You're the kind of gal who loves to feel the burn. Your motto: No pain, no gain. That's the only way you'll see any results, right? Well, not quite. While it's cool to challenge yourself each time you work out, pushing yourself to the point of pain or exhaustion every time can ultimately lead to an exercise-related injury. So the next time your knees buckle after a cardio class or your legs throb when you step off the treadmill, take some time off and see a doctor straight away. The quicker you tend to an injury or ailment, the faster you'll be able to get back to your fitness routine.

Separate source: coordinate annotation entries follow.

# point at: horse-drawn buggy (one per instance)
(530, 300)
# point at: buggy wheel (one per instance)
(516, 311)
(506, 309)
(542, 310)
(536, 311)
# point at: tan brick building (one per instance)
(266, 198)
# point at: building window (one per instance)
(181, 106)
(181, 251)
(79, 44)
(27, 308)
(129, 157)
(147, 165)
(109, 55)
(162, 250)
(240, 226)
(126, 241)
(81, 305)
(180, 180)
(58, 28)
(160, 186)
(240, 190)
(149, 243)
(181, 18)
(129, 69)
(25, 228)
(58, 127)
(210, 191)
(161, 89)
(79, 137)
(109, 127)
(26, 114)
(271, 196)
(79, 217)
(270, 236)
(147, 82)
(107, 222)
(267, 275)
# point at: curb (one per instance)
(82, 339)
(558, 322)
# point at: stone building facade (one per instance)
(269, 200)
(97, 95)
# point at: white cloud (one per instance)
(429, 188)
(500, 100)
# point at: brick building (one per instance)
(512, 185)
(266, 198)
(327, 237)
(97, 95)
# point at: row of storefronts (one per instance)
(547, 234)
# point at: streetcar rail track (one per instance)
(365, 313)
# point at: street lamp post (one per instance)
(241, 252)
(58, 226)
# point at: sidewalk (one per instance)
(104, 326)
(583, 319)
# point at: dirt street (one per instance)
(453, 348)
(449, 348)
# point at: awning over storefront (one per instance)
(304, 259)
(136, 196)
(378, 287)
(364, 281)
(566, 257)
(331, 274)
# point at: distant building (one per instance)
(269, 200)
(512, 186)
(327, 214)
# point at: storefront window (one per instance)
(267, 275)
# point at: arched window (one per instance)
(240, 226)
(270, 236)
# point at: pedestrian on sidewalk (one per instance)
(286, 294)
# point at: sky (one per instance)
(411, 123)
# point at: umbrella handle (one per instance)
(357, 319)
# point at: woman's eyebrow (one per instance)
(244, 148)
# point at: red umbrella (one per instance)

Every workout is the same: Stretch, run, lift, stretch, run, lift. Stuck in a rut much? One of the most common complaints about exercise is boredom, so switch things up to avoid the monotony. The easiest way to do this is to focus on different parts of your body during each workout -- for example, your arms and back one day, your legs and butt another. Don't be afraid to check out different machines at your gym, or try out resistance bands or a balance balls instead of the standard dumbbells. And when it comes to cardio, skip the spin bike in favor of a belly dancing class or something that's just as fun as it is fab for your body.
You hop on the treadmill, crank it up to level 7, and bang out 5 miles. You feel great afterwards -- until, that is, the next morning, when you wake up with extremely sore shins and calves. Is this the price you must pay for pounding? Not necessarily. You can avoid major muscle soreness as well as injuries with a proper warmup and cooldown. Even if you simply stretch and then walk for 5 minutes before you start to run, you'll get your muscles ready for motion. And once you're done, don't just head to the showers: Take time to wind down with some easy activity and more stretching. Your body will thank you in the morning.